1. Introduction
The Skin Cancer Foundation [
1] indicates that dysplastic nevi, also called atypical nevi, present certain distinctive characteristics, which are grouped under the acronym ABCDE: asymmetry, irregular borders, color variation, diameter greater than 6 mm, and changes in their evolution. According to Wang et al. [
2], the existence of these nevi is associated with melanoma, which is one of the deadliest types of skin cancer in humans. This is corroborated by the study of Karaarslan et al. [
3], which has shown that having one or more dysplastic nevi generates a 2.4-fold increased risk of developing melanoma. However, Bandy et al. [
4] mentioned that the survival rate of melanoma treatment reaches 92%, if detected at an early stage. Therefore, it is important to implement systems for the detection of dysplastic nevi, which allow people to take precautions against the possible development of melanoma. However, there are several causes for the late detection of this kind of lesions, such as lack of effective skin self-examination practices, refusal of medical assistance, and misdiagnosis by a specialist.
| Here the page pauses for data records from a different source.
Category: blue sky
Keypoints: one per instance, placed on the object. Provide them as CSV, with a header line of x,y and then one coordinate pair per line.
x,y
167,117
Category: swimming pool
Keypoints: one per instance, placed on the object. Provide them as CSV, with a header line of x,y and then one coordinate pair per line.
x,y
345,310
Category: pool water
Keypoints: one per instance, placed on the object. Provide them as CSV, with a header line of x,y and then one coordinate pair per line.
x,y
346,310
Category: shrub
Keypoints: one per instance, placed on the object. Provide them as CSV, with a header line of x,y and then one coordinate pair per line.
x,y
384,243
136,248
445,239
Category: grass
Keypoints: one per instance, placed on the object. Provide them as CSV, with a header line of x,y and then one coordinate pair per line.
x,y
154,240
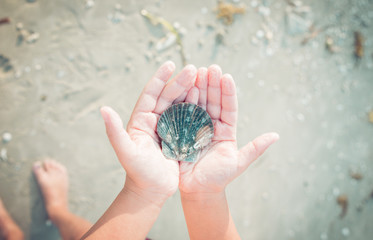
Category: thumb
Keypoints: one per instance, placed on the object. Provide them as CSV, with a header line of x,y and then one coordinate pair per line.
x,y
118,137
249,153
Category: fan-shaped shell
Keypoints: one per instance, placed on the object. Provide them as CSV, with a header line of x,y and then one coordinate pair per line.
x,y
185,129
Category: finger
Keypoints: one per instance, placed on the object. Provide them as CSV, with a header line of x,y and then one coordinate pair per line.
x,y
214,92
149,96
181,98
254,149
201,83
192,96
181,83
228,101
118,137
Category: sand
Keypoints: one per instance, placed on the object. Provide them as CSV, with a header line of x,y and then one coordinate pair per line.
x,y
89,56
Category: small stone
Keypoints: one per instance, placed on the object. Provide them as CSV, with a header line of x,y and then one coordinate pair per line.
x,y
7,137
370,116
48,223
43,98
323,236
356,175
4,154
260,34
300,117
37,67
250,75
89,4
345,231
166,42
204,10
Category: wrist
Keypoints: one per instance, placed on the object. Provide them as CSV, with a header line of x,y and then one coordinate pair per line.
x,y
145,195
202,196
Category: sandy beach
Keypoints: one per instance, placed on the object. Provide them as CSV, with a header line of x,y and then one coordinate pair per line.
x,y
302,68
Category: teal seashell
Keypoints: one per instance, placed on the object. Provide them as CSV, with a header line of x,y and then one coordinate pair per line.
x,y
185,129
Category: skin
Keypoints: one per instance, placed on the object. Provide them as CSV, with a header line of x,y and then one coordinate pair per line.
x,y
150,177
202,184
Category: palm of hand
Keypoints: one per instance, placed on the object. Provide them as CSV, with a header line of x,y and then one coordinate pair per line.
x,y
221,162
138,148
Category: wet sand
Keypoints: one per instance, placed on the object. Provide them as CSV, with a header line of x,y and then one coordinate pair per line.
x,y
85,56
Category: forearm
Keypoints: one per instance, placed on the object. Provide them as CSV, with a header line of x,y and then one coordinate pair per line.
x,y
208,216
130,216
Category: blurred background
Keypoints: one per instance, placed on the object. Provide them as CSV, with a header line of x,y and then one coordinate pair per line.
x,y
302,68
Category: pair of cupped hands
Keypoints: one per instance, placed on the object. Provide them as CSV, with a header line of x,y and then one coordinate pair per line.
x,y
153,177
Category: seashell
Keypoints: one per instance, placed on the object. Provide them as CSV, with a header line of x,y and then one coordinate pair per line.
x,y
185,129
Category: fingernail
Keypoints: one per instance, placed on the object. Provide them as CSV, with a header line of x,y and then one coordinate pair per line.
x,y
105,115
37,165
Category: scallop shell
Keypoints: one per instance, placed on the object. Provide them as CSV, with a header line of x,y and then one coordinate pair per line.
x,y
185,129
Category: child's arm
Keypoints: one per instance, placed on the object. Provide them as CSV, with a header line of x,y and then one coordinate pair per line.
x,y
150,177
202,185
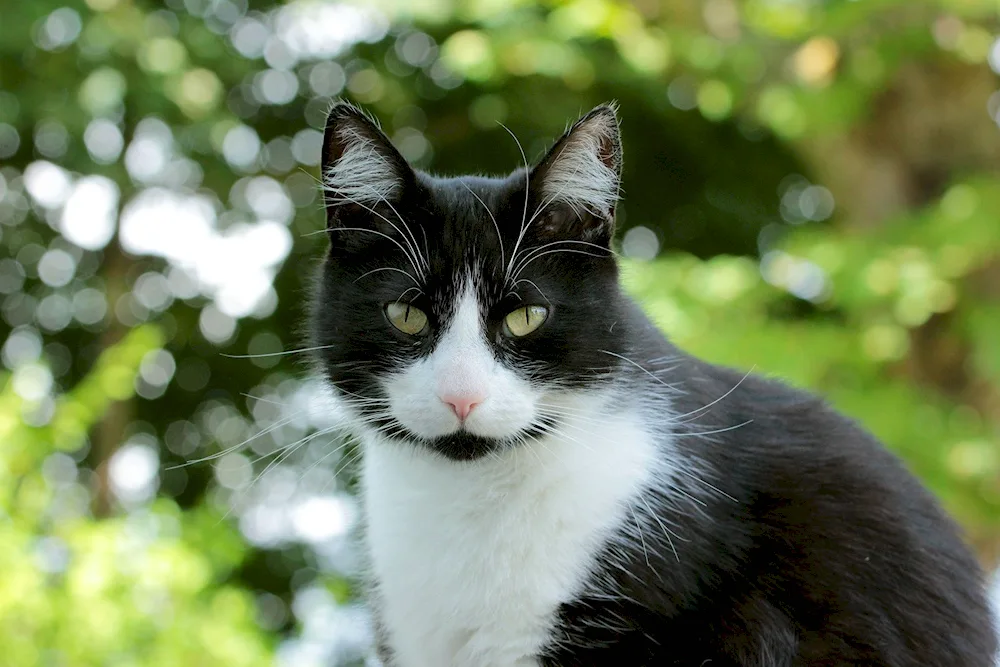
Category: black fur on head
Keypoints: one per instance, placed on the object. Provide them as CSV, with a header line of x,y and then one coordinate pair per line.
x,y
539,236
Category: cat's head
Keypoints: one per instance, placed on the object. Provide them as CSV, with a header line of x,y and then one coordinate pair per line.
x,y
466,314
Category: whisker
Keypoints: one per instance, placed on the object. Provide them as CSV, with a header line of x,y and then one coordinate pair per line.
x,y
275,354
503,260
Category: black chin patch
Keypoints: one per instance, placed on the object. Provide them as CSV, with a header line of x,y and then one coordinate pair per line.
x,y
464,446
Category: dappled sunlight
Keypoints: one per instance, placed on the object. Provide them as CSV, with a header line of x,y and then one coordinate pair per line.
x,y
809,189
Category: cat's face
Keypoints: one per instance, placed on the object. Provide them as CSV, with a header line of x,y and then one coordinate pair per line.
x,y
467,314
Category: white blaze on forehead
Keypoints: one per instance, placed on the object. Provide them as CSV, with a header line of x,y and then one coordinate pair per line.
x,y
462,360
462,366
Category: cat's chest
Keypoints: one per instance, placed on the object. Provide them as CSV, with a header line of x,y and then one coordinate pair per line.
x,y
471,561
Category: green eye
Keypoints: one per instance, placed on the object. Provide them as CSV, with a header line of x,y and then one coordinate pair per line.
x,y
408,319
524,320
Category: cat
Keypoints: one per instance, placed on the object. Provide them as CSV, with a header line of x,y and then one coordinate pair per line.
x,y
546,480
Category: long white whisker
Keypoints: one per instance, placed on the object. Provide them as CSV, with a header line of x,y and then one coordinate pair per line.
x,y
388,268
527,188
503,260
275,354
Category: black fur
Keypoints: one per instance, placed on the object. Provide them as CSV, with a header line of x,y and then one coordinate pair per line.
x,y
802,541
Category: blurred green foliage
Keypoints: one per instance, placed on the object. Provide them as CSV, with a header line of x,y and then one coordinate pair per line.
x,y
817,180
144,589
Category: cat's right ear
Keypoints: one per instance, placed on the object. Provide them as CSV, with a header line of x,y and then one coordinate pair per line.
x,y
362,171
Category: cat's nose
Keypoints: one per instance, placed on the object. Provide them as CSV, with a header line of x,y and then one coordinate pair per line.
x,y
462,404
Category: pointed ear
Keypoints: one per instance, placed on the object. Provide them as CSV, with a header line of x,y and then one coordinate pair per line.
x,y
361,167
578,181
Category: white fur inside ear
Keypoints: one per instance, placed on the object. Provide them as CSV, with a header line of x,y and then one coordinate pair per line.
x,y
363,175
580,175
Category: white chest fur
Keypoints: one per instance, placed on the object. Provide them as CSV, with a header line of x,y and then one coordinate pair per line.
x,y
472,560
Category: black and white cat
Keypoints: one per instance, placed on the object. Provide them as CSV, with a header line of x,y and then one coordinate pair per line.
x,y
547,481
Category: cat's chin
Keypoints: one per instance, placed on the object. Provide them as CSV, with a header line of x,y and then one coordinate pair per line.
x,y
465,446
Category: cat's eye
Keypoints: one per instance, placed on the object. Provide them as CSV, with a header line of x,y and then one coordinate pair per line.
x,y
408,319
524,320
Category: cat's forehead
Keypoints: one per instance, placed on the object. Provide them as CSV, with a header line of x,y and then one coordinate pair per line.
x,y
472,226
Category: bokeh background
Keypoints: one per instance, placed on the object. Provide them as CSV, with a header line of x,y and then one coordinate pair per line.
x,y
811,190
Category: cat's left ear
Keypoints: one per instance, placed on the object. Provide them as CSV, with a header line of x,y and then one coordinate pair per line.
x,y
362,170
577,183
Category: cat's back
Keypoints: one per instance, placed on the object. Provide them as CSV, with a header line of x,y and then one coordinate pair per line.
x,y
826,527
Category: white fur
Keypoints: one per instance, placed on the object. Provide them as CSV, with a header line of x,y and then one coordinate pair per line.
x,y
471,560
462,364
362,175
578,176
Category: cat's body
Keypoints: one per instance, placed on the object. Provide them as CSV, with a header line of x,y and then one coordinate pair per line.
x,y
572,490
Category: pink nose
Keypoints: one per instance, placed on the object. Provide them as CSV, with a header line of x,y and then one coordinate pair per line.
x,y
462,405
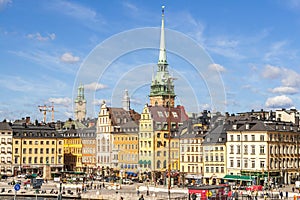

Firstly, the lack of effective skin self-examination practices, as pointed out by Coups et al. [
5], is mainly due to insufficient guidance from health professionals on the importance and proper technique of self-examination; poor use of tools and methods that could favor a thorough evaluation of the skin, such as mirrors or the help of another person; and lack of knowledge to identify pre-malignant lesions.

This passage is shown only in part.